Background: Postmenopausal osteoporosis is a multifactorial disease. Genetic factors play an essential role in contributing to bone mineral density (BMD) variability, which ranges from 60 to 85%. Alendronate is used as the first line of pharmacological treatment for osteoporosis; however, some patients do not respond adequately to therapy with alendronate.
Aim: The aim of this work was to investigate the influence of combinations of potential risk alleles (genetic profiles) associated with response to anti-osteoporotic treatment in postmenopausal women with primary osteoporosis.
Methods: A total of 82 postmenopausal women with primary osteoporosis receiving alendronate (70 mg administered orally per week) for one year were observed. The bone mineral density (BMD; g/cm2) of the femoral neck and lumbar spine was measured. According to BMD change, patients were divided into two groups: responders and non-responders to alendronate therapy. Polymorphic variants in CYP19, ESR1, IL-6, PTHR1, TGFβ, OPG and RANKL genes were determined and profiles were generated from the combination of risk alleles.

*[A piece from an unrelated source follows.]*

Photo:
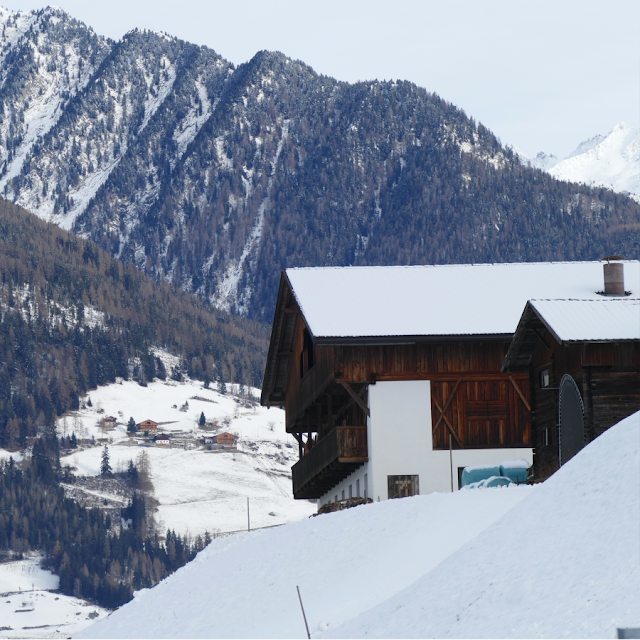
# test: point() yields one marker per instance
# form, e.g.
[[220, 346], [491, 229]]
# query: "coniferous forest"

Results: A total of 56 subjects were responders to alendronate and 26 subjects were non-responders. Carriers of the G-C-G-C profile (constructed from rs700518, rs1800795, rs2073618 and rs3102735) were predisposed to response to alendronate treatment (p = 0.001).
Conclusions: Our findings highlight the importance of the identified profiles for the pharmacogenetics of alendronate therapy in osteoporosis.
Keywords: alendronate; bone mineral density; osteogenic profile; osteoporosis; personalized therapy; single nucleotide polymorphism.